Subagio Sastrowardoyo membuka bukunya yang berjudul “Sosok Pribadi Dalam Sajak” dengan dua kalimat, yang menurut hemat saya, adalah sebuah sindiran halus mengenai kebiasaan-kebiasaan dalam masyarakat kita, baik di masa lalu maupun di masa sekarang.
“Ini bukan kecaman terhadap Chairil Anwar. Kurang ada keberanian pada saya untuk mengutik-utik kedudukan tokoh sastra kenamaan itu.”
Dalam paragraf selanjutnya, Subagio menulis bahwa sekalinya seseorang telah mencapai kharisma, yakni memiliki kedudukan dalam masyarakat, maka sulit opini publik tentangnya bisa dibelokkan.
Subagio memberikan contoh yang terjadi pada Rendra, yang puisi-puisinya kita dengar dinyanyikan anak-anak muda penikmat senja dan kopi itu.
Rendra pernah gagal menampilkan Hamlet di atas panggung karena kelemahan penyutradaraan, menurut Subagio. Pun demikian, publik manggut-manggut saja ketika Rendra berkilah bahwa ia memberikan sentuhan ‘urakan’ dalam pementasan tersebut.

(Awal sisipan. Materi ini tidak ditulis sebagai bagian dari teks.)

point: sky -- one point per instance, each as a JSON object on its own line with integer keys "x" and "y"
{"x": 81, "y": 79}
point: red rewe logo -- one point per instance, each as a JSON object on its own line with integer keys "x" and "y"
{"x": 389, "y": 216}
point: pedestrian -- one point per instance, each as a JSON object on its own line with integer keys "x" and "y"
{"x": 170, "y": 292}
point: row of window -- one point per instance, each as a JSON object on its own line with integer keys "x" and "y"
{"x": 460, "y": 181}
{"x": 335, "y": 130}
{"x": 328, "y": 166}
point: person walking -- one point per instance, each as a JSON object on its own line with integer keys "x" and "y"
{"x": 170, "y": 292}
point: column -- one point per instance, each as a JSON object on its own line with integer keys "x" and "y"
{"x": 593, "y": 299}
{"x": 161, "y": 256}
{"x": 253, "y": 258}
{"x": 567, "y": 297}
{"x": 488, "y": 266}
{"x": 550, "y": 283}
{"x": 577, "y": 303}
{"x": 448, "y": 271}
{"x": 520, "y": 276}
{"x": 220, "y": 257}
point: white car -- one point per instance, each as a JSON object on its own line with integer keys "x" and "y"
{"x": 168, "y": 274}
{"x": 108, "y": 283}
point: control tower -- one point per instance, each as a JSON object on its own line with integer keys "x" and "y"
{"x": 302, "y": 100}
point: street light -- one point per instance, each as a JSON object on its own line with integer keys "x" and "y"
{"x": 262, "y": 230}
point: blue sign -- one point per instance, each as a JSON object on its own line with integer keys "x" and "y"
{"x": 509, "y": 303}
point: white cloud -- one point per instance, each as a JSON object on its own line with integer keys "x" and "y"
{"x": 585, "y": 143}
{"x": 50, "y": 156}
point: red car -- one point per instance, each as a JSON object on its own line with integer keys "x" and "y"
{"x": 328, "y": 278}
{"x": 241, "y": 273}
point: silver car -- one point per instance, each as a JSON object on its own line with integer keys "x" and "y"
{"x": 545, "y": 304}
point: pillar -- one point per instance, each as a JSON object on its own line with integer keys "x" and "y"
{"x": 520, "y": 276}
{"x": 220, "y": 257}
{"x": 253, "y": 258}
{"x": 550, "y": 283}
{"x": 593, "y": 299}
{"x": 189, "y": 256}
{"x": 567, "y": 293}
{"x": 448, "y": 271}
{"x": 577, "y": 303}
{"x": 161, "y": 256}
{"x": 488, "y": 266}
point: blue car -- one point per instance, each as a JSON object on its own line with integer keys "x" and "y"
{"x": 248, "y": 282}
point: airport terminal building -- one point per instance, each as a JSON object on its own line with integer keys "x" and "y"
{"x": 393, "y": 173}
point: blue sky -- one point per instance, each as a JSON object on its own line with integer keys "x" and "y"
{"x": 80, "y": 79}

Seni memang tak sama dengan pekerjaan-pekerjaan eksak yang bisa diukur keberhasilannya dengan prosentase capaian atau pelaksanaan. Saya sendiri bahkan tidak bisa menjelaskan mengapa saya menyukai suatu karya tertentu.
Sejalan dengan seni, politik pun demikian. Penilaian yang sudah lama dibentuk di dalam masyarakat akan sangat sulit dibelokkan, kecuali sebuah ‘bom’ tiba-tiba meletus.
Dalam satu kesempatan, saya pernah menyampaikan kritik tulisan saya pada Tri Rismaharini, Ibu sekaligus Walikota dari arek-arek Suroboyo. Hasilnya, argumen saya ditolak mentah-mentah.
Saya tidak mengatakan dipatahkan, tapi ditolak tanpa bisa disebutkan mana bagian dari argumen yang salah. Heuheu 85% memang kekuatan massa yang luar biasa.
Fenomena seperti ini bukan saja terjadi pada Risma. Beberapa bulan lalu, suhu di Indonesia bahkan lebih panas dari suhu di negara-negara dengan Gurun pasir. Betul, hanya karena dua pasang calon, keributan terdengar sampai ke langit ke-7.
Para pendukung Jokowi tidak terima jikalau Jokowi-Makruf dikritik. Sejalan dengan Jokowi-Makruf, pendukung Prabowo-Sandi juga bahkan ada yang mengatakan bahwa Tuhan tidak mendukung mereka menang, maka ia khawatir banyak orang tidak mau menyembah Tuhan lagi.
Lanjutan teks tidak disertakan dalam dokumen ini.